Tylko by być znów wespół, dotykać, całować,
Móc z ust tak czarownych spijać cudne słowa.

NIEBIAŃSKO BŁĘKITNY

Czemu pod górę moje życie? Czemu mnie tak doświadczasz srodze,
Że dojść do każdej słodkiej chwili po wyboistej muszę drodze?
Brodząc w mgle gęstej, że przeniknąć o krok do szczęścia niepodobna,
Jeszcze w za ciasnych każesz butach, lub boso, ale w smugach ognia.

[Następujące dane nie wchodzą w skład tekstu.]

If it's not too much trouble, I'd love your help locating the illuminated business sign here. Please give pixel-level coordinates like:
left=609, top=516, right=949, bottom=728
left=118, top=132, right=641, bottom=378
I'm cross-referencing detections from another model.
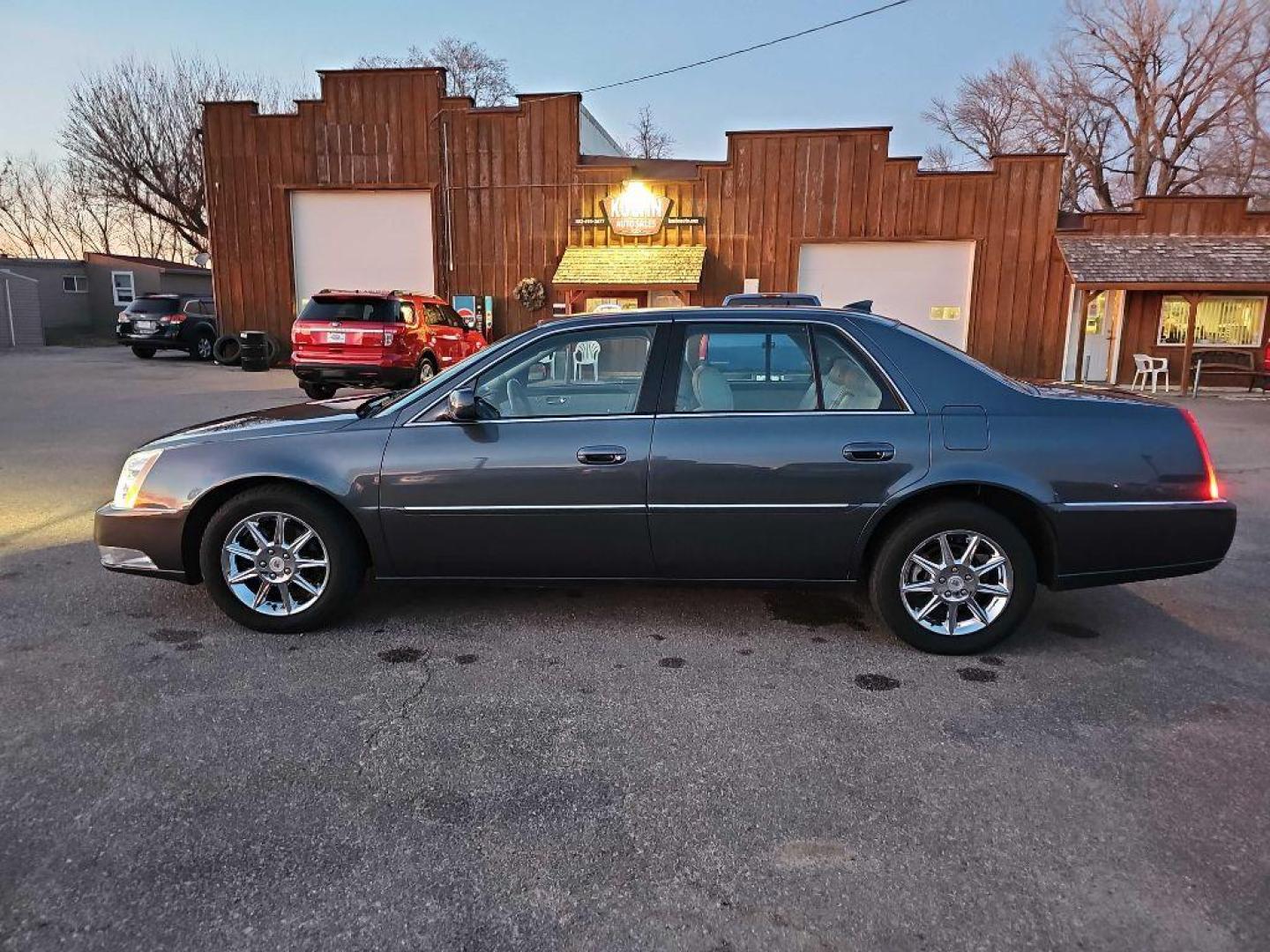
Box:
left=572, top=182, right=706, bottom=237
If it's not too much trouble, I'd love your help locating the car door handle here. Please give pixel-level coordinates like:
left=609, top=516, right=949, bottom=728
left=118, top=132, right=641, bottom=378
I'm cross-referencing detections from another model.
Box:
left=578, top=447, right=626, bottom=465
left=842, top=443, right=895, bottom=464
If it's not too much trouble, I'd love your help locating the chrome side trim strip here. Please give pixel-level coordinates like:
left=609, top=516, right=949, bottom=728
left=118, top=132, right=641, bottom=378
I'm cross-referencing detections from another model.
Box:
left=1056, top=499, right=1228, bottom=509
left=393, top=502, right=646, bottom=513
left=381, top=502, right=878, bottom=513
left=649, top=502, right=860, bottom=513
left=401, top=413, right=653, bottom=427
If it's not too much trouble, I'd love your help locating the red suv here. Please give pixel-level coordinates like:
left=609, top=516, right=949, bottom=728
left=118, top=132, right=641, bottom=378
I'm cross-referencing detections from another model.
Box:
left=291, top=291, right=485, bottom=400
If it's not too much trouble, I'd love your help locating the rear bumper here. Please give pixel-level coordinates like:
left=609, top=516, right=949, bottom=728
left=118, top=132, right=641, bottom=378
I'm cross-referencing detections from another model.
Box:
left=115, top=331, right=190, bottom=353
left=291, top=363, right=415, bottom=387
left=93, top=504, right=194, bottom=582
left=1049, top=500, right=1236, bottom=589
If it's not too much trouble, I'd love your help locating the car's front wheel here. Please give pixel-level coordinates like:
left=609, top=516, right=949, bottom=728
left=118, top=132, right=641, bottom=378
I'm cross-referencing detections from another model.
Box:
left=869, top=502, right=1036, bottom=655
left=199, top=487, right=366, bottom=632
left=190, top=330, right=216, bottom=361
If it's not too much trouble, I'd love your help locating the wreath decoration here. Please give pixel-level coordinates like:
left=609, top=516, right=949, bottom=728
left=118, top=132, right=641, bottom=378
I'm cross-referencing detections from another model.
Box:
left=512, top=278, right=548, bottom=311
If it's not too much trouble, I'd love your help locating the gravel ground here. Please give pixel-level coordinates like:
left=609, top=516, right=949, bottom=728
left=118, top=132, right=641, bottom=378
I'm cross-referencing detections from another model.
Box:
left=0, top=348, right=1270, bottom=952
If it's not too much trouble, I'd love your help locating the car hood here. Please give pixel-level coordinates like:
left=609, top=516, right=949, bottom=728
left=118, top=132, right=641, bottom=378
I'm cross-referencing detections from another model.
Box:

Umiem docenić każdą chwilę, którą wyrywam ci z takim trudem
I cieszę każdą się sekundą, kwiatem, w tym bagnie istnym cudem.
Wreszcie rozumiem co to miłość, że można kochać, być kochanym,
Lecz zrozumienie zrozumieniem, ale czekanie jest, jak kajdany.
Czemu dozujesz mi to szczęście, które tak korci, tak podnieca,
W locie całuję ją wczesną wiosną, czekając już zimę mam na plecach.
Lecz będę szedł w pogardzie życia, mijając z hukiem przeciwności,
By znów móc zerkać w tamte oczy tonąć w błękicie mej miłości!